Opening those drawers was like embarking on an archaeological dig. As I uncovered each layer, the story of my life began to emerge from the cotton fibers and faded dyes.
The history of my music career was laid out in a tapestry of Stinky Feet promotionals and festival T-shirts including years of Irish fests, Jiggle Jams and Spinach Fests.
Colorful remnants of journeys to exotic destinations jumped to life — the Badlands, New Mexico, Hawaii and New York. I found one that featured a map of the subway system in St. Petersburg, Russia, that I acquired from an epic trip with a buddy in 1997.
But the most interesting artifact I unearthed was a faded pink tank top — a throwback from my days as a journalist and a memento from one of the first freelance travel pieces I ever wrote. It was gifted to me while I was “covering” the Third Annual Nude Juggle Fest in Kissimmee, Fla. (Yes, it was a particularly challenging assignment, but somebody had to expose the bare facts.) The shirt is dated 1990 and features the silhouettes of a man and a woman with the tag line “Nude Juggling Is Taking Off.”
When I held it up for my family to see, my wife rolled her eyes. Our girls furrowed their brows and scrunched up their noses.

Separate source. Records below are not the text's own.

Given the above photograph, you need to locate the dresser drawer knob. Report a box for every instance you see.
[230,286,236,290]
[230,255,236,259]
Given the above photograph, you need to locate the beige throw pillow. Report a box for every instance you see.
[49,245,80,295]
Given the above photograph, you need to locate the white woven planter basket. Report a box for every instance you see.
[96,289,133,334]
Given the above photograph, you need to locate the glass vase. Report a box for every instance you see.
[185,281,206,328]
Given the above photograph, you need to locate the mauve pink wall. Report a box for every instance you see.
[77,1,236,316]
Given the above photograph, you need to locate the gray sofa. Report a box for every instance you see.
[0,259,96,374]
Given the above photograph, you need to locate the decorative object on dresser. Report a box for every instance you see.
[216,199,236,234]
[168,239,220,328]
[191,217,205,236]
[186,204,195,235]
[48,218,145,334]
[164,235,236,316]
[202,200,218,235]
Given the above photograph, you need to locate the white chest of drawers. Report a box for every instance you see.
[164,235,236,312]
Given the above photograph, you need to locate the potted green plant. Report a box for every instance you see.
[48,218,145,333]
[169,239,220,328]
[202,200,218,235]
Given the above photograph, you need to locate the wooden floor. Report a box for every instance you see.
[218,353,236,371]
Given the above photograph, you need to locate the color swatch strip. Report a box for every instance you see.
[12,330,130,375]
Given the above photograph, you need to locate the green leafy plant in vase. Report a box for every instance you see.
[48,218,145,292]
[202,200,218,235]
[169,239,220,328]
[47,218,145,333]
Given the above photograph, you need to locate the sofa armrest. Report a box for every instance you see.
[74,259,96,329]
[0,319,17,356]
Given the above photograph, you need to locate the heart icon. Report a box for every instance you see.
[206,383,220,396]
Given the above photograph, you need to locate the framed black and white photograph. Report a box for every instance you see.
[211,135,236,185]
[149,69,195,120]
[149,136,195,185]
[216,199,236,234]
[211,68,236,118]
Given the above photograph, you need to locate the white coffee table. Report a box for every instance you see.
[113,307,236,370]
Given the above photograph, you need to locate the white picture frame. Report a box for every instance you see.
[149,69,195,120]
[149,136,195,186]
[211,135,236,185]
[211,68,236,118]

“OK, that’s weird,” said one.
“That’s really disturbing,” said the other. “But I have a feeling that’s not the most unusual experience you’ve ever had.”
She’s right. But since they don’t make T-shirts for all of life’s unusual experiences, I’ll hang on to the ones I’ve got.
And I’ll look forward to digging back into my drawers this time next year to see what new stories have been chronicled in my historical garment collection.